Quando già i più strabuzzavano gli occhi nel vedere il lungagnone nordamericano passare all’attacco dove avrebbe sulla carta dovuto pensare a salvarsi, Hesjedal si è spinto ancora oltre, producendo una seconda sgasata che ha messo in croce anche le gambe di Scarponi, a poco più di un chilometro dal traguardo. Le parole con cui il canadese dichiarava la sua preferenza per salite lunghe e ripide e per tappe selettive, parse inizialmente uno slancio di spavalderia, trovavano così inattesa conferma: giungendo ad appena 19’’ dal vincitore, l’uomo Garmin guadagnava 13’’ su un Rodriguez capace comunque di chiudere in crescendo, 16’’ su Scarponi, 24’’ su Pozzovivo e 36’’ su Basso, sconfitto numero uno di giornata, proprio nella giornata che il varesino aspettava da inizio Giro.

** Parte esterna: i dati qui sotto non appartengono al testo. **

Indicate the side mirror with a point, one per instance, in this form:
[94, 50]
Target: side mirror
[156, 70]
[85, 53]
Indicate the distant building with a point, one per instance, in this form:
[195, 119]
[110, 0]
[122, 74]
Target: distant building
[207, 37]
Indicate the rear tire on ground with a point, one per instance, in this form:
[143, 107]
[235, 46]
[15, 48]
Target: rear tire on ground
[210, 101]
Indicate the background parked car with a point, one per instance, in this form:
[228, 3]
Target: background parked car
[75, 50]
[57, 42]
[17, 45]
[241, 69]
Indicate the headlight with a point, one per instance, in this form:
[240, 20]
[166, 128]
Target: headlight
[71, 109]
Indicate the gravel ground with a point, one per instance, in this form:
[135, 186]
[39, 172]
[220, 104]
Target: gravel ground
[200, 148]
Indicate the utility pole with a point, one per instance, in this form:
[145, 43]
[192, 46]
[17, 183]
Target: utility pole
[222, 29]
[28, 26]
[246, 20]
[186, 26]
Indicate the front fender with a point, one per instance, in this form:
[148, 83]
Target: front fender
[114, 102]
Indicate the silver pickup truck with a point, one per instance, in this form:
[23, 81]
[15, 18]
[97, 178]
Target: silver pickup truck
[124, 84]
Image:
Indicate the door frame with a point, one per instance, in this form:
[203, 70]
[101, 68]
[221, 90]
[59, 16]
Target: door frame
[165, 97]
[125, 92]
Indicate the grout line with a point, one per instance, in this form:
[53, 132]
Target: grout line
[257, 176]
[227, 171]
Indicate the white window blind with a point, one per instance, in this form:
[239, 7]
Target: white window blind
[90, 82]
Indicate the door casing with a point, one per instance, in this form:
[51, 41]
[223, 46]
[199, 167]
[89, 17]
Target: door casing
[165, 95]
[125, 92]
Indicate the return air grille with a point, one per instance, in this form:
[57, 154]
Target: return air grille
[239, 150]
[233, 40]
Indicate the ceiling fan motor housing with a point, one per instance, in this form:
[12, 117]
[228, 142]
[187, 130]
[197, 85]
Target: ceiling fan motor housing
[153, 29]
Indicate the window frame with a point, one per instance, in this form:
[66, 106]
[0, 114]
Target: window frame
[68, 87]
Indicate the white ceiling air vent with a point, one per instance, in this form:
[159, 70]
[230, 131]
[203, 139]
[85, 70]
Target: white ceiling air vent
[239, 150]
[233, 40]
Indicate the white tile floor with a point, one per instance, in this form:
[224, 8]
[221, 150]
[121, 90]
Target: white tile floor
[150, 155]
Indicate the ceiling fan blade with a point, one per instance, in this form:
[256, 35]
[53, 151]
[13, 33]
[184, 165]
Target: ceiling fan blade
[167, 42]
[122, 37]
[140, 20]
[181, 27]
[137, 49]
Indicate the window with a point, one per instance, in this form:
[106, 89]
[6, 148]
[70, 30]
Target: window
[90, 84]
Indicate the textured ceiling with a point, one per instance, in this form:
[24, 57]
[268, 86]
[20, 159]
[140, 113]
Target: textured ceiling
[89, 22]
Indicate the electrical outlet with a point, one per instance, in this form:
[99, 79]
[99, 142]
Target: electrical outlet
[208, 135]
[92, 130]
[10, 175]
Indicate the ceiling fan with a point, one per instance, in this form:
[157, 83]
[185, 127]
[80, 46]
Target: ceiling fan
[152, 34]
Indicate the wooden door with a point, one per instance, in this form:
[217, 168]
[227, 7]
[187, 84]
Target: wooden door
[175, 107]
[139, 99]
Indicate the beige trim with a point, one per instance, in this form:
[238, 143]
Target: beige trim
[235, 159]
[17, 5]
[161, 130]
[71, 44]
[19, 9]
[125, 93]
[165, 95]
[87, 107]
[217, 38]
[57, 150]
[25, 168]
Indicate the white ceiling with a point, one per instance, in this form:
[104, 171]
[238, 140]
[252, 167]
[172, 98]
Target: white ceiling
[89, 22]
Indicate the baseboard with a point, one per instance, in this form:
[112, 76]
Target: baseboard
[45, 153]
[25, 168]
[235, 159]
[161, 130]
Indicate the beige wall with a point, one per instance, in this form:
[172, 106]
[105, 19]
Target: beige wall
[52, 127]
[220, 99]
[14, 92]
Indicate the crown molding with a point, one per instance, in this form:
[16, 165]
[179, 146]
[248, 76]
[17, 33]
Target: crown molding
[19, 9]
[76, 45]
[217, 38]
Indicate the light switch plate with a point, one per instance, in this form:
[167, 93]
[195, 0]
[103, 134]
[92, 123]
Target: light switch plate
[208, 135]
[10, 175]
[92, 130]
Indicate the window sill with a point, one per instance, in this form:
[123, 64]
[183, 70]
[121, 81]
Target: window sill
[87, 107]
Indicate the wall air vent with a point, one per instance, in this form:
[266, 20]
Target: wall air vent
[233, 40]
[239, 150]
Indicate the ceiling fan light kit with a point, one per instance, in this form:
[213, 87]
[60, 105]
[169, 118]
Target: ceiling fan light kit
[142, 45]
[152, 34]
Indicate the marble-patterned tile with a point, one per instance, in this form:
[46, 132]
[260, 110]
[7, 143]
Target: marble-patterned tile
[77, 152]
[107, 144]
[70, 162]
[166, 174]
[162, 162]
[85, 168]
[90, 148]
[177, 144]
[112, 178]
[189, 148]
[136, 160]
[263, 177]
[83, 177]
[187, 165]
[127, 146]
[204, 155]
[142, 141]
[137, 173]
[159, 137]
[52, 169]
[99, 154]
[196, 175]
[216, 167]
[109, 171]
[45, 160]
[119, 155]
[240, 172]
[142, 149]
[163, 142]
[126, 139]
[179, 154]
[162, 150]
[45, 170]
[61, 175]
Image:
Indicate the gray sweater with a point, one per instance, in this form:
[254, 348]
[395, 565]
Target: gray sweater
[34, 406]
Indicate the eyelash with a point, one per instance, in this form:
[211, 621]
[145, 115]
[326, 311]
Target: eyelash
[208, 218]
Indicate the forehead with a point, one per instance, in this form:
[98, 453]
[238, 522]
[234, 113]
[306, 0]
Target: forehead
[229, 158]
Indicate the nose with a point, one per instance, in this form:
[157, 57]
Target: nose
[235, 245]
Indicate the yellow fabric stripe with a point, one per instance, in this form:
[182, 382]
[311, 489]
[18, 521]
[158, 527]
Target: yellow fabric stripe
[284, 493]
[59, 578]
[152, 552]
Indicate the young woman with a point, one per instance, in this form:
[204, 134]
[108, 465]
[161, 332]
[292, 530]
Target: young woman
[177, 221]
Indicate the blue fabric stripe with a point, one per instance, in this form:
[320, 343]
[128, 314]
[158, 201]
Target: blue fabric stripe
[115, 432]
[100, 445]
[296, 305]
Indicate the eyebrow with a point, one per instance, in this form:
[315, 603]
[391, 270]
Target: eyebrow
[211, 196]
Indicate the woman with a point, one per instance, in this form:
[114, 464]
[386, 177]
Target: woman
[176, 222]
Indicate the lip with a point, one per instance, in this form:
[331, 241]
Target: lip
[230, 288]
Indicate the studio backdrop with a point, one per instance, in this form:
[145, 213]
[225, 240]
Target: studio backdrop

La nuova generale continua a vedere Purito al comando, con appena 17’’ però su un Hesjedal che ha oggi impressionato ben al di là del mero riscontro cronometrico. Crescono invece i distacchi di tutti gli altri, con Scarponi che si issa in terza piazza a 1’39’’, davanti ad un Basso che scivola a 1’45’’. Uran e Pozzovivo duellano per il quinto posto (3’21’’ e 3’30’’ i rispettivi ritardi), mentre Gadret, De Gendt, Henao, Cunego, Tschopp, Cataldo, Nieve e Moreno, raccolti in 1’, si giocano le piazze dalla settima alla quattordicesima.
Con una classifica che resta spaventosamente corta per una 19a tappa, infiniti scenari restano comunque plausibili, alla vigilia della frazione più affascinante e sfinente del Giro. Mortirolo e Stelvio offriranno infatti domani terreno fertile per tentativi di ribaltone, magari lavorando un po’ di squadra, di fantasia e soprattutto di coraggio – quel coraggio di cui ancora non si vede traccia – per arginare lo scoglio dei 20 km di fondovalle che separano i due totem. Viceversa, anche se i quasi 6000 metri di dislivello non permettono di escludere tracolli improvvisi, magari anche in netta controtendenza con i verdetti di oggi, se tutti dovessero attendere la Cima Coppi per compiere la prima mossa, la possibilità di un primo successo canadese nella Corsa Rosa diventerebbe quanto mai concreta.